I was an army brat for the first twelve years of my life. That meant living far away from extended family. Mostly, our Christmases were quiet and included just the five of us. It’s pretty much all I knew, but it was always nice because our parents made Christmas special for us.
The very few Christmases we were able to spend with extended family were great. My memories of those years are filled with midnight mass and decorating my grandparents tree on Christmas Eve, while classical Christmas standards filled the air.
In my fifty-four years I have not missed a Christmas. I did have a kidney stone once a few days before the big day, but I rallied and was able to join in the festivities.
Then along came the pandemic. Covid-19 came upon us, sunk its rotten teeth into our flesh, and hung on for dear life. Here we are nearly two years later and still feeling its effects.
When it first hit, we were all fairly certain it would be cleared out within a couple of weeks. Unfortunately, that was not the case.
Memorial Day parades and BBQs were cancelled. Fourth of July fireworks were not set off. Thanksgiving dinner was spent with whoever lived under your roof with you at the time. Christmas and New Year’s were FaceTime sessions with friends and family.
As much as it sucked, we accepted it. Although I was disappointed we couldn’t spend Christmas with any family, it was what it was. The entire world was in the same boat.
2021 was a new year and filled with promise. We had the vaccine. People were joyous. Senior citizens were brought to tears at the prospect of seeing family for the first time in a year. Life would get back to normal.
And “normal” it became. As normal as it could get with the new accessory called a “mask” and with elbow bumping replacing hugs. Yet, birthday parties were planned, Memorial Day picnics commenced, Thanksgiving was spent with all the family and friends you could fit into your dining room.
Christmas Eve and Day plans were set back into motion. Invitations were sent out. Christmas was in the air. The Spirit of the season returned.
Things were going as planned. And then it happened.
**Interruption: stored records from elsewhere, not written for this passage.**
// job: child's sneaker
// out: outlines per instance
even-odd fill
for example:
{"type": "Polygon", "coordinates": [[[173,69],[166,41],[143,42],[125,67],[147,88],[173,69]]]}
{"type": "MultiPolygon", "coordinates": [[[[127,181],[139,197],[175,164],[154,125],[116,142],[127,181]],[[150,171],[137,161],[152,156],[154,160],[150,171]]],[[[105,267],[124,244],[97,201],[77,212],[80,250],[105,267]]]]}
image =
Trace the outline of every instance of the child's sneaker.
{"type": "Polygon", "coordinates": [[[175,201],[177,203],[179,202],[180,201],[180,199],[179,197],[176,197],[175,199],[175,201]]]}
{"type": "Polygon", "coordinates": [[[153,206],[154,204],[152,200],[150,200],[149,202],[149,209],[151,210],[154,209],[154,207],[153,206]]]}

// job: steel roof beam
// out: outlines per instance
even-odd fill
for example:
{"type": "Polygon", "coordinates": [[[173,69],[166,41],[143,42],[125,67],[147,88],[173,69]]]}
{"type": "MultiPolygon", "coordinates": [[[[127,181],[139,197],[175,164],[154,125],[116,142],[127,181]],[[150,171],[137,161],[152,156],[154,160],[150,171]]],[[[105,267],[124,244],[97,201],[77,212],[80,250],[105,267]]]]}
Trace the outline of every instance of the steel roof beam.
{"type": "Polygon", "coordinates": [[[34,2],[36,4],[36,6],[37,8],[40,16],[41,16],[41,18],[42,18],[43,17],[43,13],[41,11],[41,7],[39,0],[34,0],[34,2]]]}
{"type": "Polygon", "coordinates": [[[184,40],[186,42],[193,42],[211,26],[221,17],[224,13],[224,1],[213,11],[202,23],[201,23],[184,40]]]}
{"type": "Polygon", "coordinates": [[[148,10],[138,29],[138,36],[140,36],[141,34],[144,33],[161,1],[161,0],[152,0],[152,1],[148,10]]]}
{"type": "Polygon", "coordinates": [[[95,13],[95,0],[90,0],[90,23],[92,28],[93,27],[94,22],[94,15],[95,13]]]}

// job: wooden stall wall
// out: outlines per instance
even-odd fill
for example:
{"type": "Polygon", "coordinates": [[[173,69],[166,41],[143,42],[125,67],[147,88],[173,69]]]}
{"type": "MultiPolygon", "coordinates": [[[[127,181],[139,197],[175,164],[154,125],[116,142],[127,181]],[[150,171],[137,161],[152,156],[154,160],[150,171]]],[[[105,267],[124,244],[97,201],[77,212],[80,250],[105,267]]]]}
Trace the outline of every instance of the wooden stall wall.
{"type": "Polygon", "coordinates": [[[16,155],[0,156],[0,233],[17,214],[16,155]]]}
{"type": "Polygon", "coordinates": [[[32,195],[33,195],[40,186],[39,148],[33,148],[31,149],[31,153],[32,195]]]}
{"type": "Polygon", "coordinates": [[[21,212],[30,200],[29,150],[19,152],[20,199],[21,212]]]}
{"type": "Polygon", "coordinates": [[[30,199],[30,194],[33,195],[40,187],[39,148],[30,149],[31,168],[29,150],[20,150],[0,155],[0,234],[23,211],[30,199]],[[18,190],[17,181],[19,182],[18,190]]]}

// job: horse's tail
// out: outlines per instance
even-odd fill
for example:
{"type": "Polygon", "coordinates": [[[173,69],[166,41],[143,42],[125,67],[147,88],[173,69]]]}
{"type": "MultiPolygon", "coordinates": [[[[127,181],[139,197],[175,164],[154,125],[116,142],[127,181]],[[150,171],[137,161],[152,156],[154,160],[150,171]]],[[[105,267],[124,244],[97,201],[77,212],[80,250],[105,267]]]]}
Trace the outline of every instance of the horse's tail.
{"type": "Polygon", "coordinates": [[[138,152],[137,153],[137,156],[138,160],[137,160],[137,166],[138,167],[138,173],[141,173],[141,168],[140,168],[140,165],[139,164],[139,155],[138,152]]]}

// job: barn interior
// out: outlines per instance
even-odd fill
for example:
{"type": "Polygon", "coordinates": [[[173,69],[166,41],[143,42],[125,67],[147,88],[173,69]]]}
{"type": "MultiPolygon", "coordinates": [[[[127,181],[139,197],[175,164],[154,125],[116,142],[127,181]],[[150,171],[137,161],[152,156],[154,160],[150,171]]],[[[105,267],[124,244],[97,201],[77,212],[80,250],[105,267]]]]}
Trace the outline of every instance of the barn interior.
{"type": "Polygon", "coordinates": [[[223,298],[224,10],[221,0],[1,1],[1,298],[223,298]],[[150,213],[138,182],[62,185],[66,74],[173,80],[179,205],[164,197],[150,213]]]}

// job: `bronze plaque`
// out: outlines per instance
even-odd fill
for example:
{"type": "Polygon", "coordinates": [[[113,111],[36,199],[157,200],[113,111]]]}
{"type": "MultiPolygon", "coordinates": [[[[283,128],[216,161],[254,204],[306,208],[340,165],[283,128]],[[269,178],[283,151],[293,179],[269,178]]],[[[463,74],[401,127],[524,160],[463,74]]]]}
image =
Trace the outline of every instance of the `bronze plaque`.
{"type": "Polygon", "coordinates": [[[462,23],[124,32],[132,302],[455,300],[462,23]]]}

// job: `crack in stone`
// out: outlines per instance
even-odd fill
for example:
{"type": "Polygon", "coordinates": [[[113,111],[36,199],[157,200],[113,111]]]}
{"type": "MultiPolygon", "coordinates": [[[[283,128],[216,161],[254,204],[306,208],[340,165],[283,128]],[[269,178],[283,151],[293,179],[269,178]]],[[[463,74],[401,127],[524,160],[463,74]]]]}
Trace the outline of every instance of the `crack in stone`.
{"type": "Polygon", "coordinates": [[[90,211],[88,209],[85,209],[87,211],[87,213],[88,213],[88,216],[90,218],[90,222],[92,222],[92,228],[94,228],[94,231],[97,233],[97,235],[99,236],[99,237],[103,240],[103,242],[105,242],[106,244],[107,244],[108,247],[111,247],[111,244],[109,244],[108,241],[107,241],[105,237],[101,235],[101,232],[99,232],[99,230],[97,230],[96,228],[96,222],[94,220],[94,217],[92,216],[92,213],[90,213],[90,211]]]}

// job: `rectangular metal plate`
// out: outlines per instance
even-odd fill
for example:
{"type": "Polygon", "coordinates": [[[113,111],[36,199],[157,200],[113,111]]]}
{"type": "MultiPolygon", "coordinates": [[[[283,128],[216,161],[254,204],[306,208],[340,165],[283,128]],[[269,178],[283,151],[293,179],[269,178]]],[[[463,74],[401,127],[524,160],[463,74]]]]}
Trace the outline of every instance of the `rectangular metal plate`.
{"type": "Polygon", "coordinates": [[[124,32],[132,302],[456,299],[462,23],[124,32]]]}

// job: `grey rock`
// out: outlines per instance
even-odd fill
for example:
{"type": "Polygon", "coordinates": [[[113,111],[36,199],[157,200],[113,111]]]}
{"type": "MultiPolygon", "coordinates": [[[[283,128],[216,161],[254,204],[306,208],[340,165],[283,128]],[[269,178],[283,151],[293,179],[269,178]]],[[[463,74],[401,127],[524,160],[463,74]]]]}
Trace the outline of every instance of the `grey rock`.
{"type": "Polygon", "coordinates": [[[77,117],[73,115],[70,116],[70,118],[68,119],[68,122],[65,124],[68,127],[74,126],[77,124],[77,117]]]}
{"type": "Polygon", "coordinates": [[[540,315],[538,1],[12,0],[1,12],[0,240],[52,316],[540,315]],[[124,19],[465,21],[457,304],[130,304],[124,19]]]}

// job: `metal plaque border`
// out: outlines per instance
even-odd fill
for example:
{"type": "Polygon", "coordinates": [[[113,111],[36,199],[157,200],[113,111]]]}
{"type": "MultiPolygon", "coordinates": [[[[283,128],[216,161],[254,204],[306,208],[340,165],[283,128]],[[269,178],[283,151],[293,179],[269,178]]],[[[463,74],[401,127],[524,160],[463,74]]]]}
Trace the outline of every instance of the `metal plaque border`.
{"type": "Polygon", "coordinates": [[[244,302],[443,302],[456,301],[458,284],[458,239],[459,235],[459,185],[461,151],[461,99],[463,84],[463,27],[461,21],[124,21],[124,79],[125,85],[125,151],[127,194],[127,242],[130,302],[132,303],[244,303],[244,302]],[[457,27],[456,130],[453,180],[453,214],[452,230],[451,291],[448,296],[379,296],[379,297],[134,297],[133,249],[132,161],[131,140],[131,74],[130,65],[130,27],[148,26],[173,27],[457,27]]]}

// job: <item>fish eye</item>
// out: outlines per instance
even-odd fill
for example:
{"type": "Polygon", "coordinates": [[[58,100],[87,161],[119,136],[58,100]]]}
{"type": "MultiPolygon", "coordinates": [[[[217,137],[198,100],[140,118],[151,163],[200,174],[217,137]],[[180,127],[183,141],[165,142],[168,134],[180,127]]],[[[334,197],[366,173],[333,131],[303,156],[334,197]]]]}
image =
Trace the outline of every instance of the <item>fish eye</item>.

Pretty much everyone in our over-sized family was exposed in some way to Covid. Omicron decided Christmas wouldn’t happen after all. To make things worse, a stomach bug struck those who weren’t exposed to the new variant.
The realization that this Christmas would be a repeat of last year hit. And it hit hard.
It wasn’t just our family, I know this was happening everywhere. But somehow, this time it hurt. I woke up Christmas morning with my poor, sick husband in the other room, trying to convince myself it was just another Saturday. I decided I was going to continue my pity party from the night before with spiked eggnog and leftover holiday cookies.
Then I started thinking about our wonderful “Fakemas” we were fortunate to celebrate just this past Tuesday (if you missed my Family Christmas letter, click here) and how wonderful it was.
We had Christmas. We had a fabulous Christmas. It was just celebrated a little early. Some don’t even have that. Some are ill, others maybe don’t have family, some perhaps suffered a great loss, or other circumstances that didn’t allow them to celebrate in the usual way.
Instead I turned my disappointment into gratefulness. I put on my big girl pants with the elastic waistband and poured more eggnog. Except this time I drank to gratitude.
Did I miss my extended family? Yes, I did. Am I still sad? A little. But it’s ok. There is always next year.